The SGH report also shows that most foreign capital flows to Poland from Germany, France, the Netherlands, the USA, and the United Kingdom. The major single investor is the French telecommunications giant Orange. It is followed in the lead by ArcelorMittal steel concern, registered in Luxembourg, and a German automotive group, which includes among others Volkswagen, MAN and Scania.

“We are a long-term, stable investor. We have many years in our sights, not just a year or two, hence our investments are based on long-term development perspectives of both the Polish economy and the digital economy, which we are an intrinsic part of,” says Jacek Kunicki. “Despite the deteriorating economic environment, we continue to invest dynamically: over the next few years we plan to invest over PLN 1bn in the development of a mobile network in Poland to provide customers with 5G services. Not to mention the costs of purchasing licenses.”

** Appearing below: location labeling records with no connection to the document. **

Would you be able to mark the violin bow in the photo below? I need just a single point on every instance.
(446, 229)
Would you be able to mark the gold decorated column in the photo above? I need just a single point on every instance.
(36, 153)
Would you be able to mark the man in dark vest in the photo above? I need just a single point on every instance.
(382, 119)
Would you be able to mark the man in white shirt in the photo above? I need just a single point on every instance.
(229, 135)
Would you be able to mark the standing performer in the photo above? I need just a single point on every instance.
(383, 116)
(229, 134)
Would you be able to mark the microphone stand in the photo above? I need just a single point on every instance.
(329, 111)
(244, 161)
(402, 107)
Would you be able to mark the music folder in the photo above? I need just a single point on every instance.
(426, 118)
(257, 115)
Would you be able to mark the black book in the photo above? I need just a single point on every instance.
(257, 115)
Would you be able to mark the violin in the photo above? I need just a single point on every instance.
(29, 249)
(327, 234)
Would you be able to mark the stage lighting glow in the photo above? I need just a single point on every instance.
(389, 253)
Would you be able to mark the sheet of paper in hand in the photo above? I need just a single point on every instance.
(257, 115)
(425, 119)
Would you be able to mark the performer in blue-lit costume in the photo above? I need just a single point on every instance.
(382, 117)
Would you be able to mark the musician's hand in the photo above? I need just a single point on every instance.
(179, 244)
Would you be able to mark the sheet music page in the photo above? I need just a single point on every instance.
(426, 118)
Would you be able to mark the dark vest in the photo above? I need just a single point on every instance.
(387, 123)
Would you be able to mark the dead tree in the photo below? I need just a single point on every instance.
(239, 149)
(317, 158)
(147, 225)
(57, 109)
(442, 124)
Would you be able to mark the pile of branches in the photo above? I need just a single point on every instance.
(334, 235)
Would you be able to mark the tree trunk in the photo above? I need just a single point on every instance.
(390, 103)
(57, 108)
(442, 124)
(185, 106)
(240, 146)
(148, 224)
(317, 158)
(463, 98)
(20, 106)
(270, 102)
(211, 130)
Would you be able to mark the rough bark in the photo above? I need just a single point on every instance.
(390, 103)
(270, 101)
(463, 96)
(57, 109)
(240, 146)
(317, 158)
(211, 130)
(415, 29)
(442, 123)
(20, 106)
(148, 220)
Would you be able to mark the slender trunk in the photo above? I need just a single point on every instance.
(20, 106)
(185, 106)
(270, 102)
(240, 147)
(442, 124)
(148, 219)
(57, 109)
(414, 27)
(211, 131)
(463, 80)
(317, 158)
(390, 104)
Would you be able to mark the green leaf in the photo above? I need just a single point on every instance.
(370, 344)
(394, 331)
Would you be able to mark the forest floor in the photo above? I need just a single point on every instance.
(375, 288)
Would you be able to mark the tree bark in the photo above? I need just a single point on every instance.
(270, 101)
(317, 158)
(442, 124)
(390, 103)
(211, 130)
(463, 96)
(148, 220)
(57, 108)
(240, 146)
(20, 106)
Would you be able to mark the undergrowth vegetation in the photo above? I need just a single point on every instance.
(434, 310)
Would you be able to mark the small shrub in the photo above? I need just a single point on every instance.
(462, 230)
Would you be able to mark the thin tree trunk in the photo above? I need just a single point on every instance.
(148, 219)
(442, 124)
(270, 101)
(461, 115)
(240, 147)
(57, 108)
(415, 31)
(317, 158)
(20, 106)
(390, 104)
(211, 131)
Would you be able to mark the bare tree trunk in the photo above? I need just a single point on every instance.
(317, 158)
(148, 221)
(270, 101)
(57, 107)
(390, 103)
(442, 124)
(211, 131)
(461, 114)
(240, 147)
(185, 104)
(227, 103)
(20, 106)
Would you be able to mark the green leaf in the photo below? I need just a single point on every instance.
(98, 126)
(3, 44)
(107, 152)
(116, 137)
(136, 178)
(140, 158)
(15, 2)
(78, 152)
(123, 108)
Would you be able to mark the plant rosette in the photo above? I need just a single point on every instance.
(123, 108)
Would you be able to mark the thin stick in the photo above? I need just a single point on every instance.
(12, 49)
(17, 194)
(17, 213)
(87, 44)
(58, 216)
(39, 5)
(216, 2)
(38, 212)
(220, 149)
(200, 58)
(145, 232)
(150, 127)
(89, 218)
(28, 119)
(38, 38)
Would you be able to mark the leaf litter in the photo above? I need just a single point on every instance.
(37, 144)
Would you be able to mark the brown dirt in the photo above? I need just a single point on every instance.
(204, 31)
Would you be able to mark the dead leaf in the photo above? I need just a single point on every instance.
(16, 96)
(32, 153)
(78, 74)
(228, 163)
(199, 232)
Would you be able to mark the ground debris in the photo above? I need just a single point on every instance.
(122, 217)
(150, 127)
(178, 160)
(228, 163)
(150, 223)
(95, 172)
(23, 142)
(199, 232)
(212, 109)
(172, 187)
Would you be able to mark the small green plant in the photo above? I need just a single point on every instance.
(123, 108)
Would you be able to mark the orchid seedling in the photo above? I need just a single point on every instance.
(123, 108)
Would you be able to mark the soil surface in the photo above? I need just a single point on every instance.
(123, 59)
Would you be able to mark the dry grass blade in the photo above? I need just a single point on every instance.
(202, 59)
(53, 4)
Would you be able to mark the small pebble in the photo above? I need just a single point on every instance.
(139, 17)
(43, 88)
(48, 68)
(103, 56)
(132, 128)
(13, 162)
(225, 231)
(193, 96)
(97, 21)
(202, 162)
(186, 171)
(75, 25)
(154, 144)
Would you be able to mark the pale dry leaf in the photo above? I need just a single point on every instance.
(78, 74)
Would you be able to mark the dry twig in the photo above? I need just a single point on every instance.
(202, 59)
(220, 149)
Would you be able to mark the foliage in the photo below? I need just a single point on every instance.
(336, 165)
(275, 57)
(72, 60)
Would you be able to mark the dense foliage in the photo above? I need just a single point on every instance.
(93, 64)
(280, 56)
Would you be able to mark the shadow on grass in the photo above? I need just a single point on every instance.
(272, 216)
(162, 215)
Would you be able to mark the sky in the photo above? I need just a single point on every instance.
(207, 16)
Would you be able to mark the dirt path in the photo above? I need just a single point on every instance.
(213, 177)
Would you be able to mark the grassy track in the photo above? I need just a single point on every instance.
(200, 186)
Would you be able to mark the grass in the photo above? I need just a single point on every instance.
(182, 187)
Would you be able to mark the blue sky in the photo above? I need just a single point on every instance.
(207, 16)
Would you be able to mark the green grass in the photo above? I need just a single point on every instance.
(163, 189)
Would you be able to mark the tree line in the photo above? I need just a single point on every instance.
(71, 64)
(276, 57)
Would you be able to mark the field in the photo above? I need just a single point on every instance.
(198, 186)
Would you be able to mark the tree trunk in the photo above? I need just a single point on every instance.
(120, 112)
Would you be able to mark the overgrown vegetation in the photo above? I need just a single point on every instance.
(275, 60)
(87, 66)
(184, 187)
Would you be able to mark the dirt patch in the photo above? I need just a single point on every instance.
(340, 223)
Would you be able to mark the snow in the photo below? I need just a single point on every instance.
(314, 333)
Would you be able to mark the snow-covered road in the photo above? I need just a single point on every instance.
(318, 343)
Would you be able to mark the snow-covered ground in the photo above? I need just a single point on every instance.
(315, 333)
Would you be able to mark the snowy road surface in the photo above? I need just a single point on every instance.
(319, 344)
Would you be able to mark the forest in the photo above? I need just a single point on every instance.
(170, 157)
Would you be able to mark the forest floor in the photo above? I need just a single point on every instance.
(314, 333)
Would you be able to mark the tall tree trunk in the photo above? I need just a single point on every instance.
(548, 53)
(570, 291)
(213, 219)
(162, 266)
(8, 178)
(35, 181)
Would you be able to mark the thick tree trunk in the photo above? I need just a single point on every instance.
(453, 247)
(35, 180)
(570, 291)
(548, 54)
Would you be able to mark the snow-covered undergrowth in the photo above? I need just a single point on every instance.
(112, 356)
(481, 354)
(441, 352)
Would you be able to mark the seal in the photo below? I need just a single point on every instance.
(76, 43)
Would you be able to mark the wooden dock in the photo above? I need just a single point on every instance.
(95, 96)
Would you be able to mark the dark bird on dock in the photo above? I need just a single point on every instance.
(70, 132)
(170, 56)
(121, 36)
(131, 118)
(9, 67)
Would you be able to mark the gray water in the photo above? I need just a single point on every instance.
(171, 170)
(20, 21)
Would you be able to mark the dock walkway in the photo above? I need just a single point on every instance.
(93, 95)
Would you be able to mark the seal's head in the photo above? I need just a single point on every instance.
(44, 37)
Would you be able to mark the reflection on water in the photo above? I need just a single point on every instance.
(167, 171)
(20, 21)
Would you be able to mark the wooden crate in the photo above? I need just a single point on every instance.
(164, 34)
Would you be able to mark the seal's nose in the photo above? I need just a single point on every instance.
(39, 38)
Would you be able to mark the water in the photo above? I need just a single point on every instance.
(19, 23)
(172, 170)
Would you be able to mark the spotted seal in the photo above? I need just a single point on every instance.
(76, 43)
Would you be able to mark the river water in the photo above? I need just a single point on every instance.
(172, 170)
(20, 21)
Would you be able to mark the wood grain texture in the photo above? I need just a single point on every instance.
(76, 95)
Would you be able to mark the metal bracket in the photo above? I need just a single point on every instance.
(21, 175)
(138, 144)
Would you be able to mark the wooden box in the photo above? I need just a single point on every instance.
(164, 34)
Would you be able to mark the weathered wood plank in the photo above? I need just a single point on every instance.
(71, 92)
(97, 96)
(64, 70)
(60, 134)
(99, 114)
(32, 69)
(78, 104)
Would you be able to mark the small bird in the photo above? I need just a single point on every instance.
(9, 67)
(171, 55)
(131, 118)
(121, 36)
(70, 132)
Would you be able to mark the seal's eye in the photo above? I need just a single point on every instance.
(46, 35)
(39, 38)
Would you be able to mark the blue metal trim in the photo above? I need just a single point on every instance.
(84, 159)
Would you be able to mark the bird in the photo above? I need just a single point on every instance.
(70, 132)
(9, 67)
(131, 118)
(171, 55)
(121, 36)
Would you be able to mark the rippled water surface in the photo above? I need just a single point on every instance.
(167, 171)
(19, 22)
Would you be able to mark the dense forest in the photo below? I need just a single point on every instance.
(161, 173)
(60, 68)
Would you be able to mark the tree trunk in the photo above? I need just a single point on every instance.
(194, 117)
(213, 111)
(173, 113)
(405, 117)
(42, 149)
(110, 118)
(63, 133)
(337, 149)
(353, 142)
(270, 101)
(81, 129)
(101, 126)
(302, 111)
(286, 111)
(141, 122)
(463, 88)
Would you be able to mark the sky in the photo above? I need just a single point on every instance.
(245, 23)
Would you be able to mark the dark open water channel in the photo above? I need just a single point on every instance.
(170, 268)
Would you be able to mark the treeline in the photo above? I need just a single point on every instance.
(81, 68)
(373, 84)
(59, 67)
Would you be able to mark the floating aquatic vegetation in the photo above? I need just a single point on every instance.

As he emphasizes, investments in telecommunications and IT infrastructure are the absolute foundation for the development of the digital economy. And this in turn is the branch with the greatest growth potential for the Polish economy.

“This is important for Poland from two perspectives. Firstly, we see other levers of the national economy gradually expiring, and the digital economy is the one that can support and drive further economic growth. Secondly, foreign investors – both current and prospective – analyze not only the classic elements of a country’s economic credibility but also the level of development of the digital economy. This is the element that allows investors to operate in their global, known to them ecosystem,” emphasizes the Board Member for Finance at Orange Polska.

Over the last 10 years, Orange’s investments in Poland have totalled approximately PLN 20bn. Last year, the operator invested nearly PLN 2.3bn (including nearly PLN 500m for the purchase of 5G licenses and about PLN 1.8bn for the development of the network and IT systems). In the first half of this year, it was nearly PLN 800m. Orange’s total expenditures on the construction of a 5G network and the costs of modernizing the radio access network in the years 2021-2023 amounted to nearly PLN 700m, and the company estimates that within the next three years, by 2026, the outlays on both these areas will reach a total of PLN 1bn.

“Our future investment plans focus on three pillars of the digital economy. Firstly, on a systematic, further development of the fiber optic network. Secondly, on the development of the 5G network, which will enable customers to have very fast internet access on mobile phones and beyond. And thirdly, on further dynamic development of ICT services,” lists Jacek Kunicki.

As he stresses, in order to stimulate further investments, the business needs legal, regulatory and tax stability, which in recent years has been decidedly lacking in Poland.

“Business is now clearly saying: we need stability of law, taxes, and para-fiscal burdens. We also need a sense that the state appreciates the special role that the digital economy plays in the further economic development of the country. This is an area where we need more activity from the state, to support the development not only of computer and IT networks but of the entire digital economy,” emphasizes the Board Member for Finance at Orange Polska.

Economists and business representatives discussed the economic credibility index during the European Forum of New Ideas, which took place on October 16-18 in Sopot.